Desiree Opiat Prinsloo, an artist, lives in Hydra for half of the year, and Australia in the other six months where her two daughters and grand-daughter reside. Originally from South Africa, and widowed 10 years ago, Desiree moved to Australia in her 20’s in 1986

“I moved to Sydney by default for political reasons, but always knew I’d end up in Greece,” she says.

Of her first time in Greece in 1982, she recalls, “it was life-changing for me. That’s why I kept coming back. I opened the shutters of my hotel, and the sea and sunshine hit me in the soul. It’s so abstract, I can’t explain it. Greece’s history, archaeology and mythology draw me like a magnet. I’m witness to an ancient yet advanced culture.” 
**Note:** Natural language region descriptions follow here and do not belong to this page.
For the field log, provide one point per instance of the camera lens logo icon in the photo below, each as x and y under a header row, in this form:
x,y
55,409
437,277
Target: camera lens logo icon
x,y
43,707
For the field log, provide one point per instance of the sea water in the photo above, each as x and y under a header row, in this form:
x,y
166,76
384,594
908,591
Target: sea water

Impassioned, she continues, “Mythology is everywhere. I know an Agamemnon, and he’s like a king; a Sophocles and he’s a philosopher. And as for the ancient temples and healing Asclepieions, my Greek uncle and his wife – my aunt originally from South Africa – lived in Aegina for decades near the ancient temple of Aphaia. Now both deceased, he lived till he was 106 as did his mother, and my aunt lived well into her 90’s. I believe it was due to the energy fields permeating that area.”

Desiree’s paintings are currently being exhibited at the Melina Mercouri Centre in Hydra, while her work is also currently on show at Sydney’s Botanical Gardens, Centenary of Water Colours exhibition. Internationally known, Desiree’s work can also be found in Australia, NZ, South Africa, Europe, the UK and Mexico. Furthermore, a finalist of the prestigious Dough Moran art prize, Desiree has contributed to art related magazines, as well as featured in the Saronic Islands publication and in Greece’s Aegean Airline magazine ‘Blue.’

Pen and wash Hydra
Central Australia

She tells me that she wishes to leave a legacy in Hydra.

“I actually live close to the house of the famous Australian writers Charmian Clift and George Johnson, as well as to Leonard Cohen. Coincidentally, in Sydney I live a few streets from Charmian Cliff’s now 80-year-old daughter who I know, and to whom I gifted my painting of her famous mother’s house.”

Desiree paints, teaches and exhibits in her two studios in Hydra and Sydney, apart from enjoying the best of both her home countries.

With friend at Charmian Clift’s home, Hydra
Hydra fisherman

“As an artist I find living in two contrasting countries – young Australia and ancient yet modern Greece, enormously exciting,” she says.

“Australia has order and structure, wide open spaces, enormous horizons and a rich colour palette. People are generally reserved and conservative, their demeanor understated.

“Greece has a sense of great freedom about it. I love that the Greek people are passionate, gregarious and natural philosophers. Conversations easily fall into deep and wise content. The beautiful cool grey and blue palette of the wider landscape and islands are a subtle and poetic contrast to Australia’s rich variety of reds. I am truly blessed as an artist.”